CPU 指标将在 CPU 加速器上默认跟踪。要为其他加速器启用它，请设置 DeviceStatsMonitor (cpu _ stats = True)。要禁用日志 CPU 指标，可以指定 DeviceStatsMonitor (CPU _ stats = False)。

# Experiment

In [11]:
from json import encoder

import torch.utils.data as data
import torch
import torch.nn as nn
from torchvision import datasets
import torchvision.transforms as transforms
import os
import torch.nn.functional as F
from torchvision import transforms
from torchvision.datasets import MNIST
from torch.utils.data import DataLoader
import lightning as L

In [12]:
# Load data sets
transform = transforms.ToTensor()
train_set = datasets.MNIST(root="MNIST", download=True, train=True, transform=transform)
test_set = datasets.MNIST(root="MNIST", download=True, train=False, transform=transform)
train_loader = DataLoader(train_set, num_workers=0, batch_size=64, shuffle=True)
test_loader = DataLoader(test_set, num_workers=0, batch_size=64, shuffle=True)

In [13]:
# PyTorch
class Encoder(nn.Module):
    def __init__(self):
        super().__init__()
        self.l1 = nn.Sequential(nn.Linear(28 * 28, 64), nn.ReLU(), nn.Linear(64, 3))

    def forward(self, x):
        return self.l1(x)


class Decoder(nn.Module):
    def __init__(self):
        super().__init__()
        self.l1 = nn.Sequential(nn.Linear(3, 64), nn.ReLU(), nn.Linear(64, 28 * 28))

    def forward(self, x):
        return self.l1(x)

In [31]:
# PyTorch-Lightning
class LitAutoEncoder(L.LightningModule):
    def __init__(self, encoder, decoder):
        super().__init__()
        self.encoder = encoder
        self.decoder = decoder
        # Example input array for logging and model tracing
        self.example_input_array = torch.rand(16, 1, 28, 28)
    
    def forward(self, x):
         # Define the forward pass
        x = x.view(x.size(0), -1)  # Flatten the input
        z = self.encoder(x)
        x_hat = self.decoder(z)
        return x_hat
        

    def training_step(self, batch, batch_idx):
        # training_step defines the train loop.
        x, y = batch
        x_hat = self(x)  # Use the forward method
        loss = F.mse_loss(x_hat, x.view(x.size(0), -1))
        return loss
    
    def test_step(self, batch, batch_idx):
        # this is the test loop
        x, y = batch
        x_hat = self(x)  # Use the forward method
        test_loss = F.mse_loss(x_hat, x.view(x.size(0), -1))
        self.log("test_loss", test_loss)

    def configure_optimizers(self):
        optimizer = torch.optim.Adam(self.parameters(), lr=1e-3)
        return optimizer

In [32]:
model = LitAutoEncoder.load_from_checkpoint("ckpts/lightning_logs/version_0/checkpoints/epoch=2-step=2250.ckpt",encoder=Encoder(), decoder=Decoder())


In [50]:
trainer = L.Trainer(num_sanity_val_steps=2,accelerator='gpu', max_epochs=3,profiler="simple")
trainer.fit(model, train_loader, test_loader)

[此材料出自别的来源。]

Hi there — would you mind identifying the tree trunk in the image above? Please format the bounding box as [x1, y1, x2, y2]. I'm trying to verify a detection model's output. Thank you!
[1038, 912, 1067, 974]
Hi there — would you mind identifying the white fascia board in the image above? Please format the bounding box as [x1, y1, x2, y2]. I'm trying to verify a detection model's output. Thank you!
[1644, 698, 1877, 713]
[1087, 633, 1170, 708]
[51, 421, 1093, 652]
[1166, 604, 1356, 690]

GPU available: True (cuda), used: True
TPU available: False, using: 0 TPU cores
IPU available: False, using: 0 IPUs
HPU available: False, using: 0 HPUs
LOCAL_RANK: 0 - CUDA_VISIBLE_DEVICES: [0]

  | Name    | Type    | Params | In sizes  | Out sizes
------------------------------------------------------------
0 | encoder | Encoder | 50.4 K | [16, 784] | [16, 3]  
1 | decoder | Decoder | 51.2 K | [16, 3]   | [16, 784]
------------------------------------------------------------
101 K     Trainable params
0         Non-trainable params
101 K     Total params
0.407     Total estimated model params size (MB)


Training: |                                                                                                   …

`Trainer.fit` stopped: `max_epochs=3` reached.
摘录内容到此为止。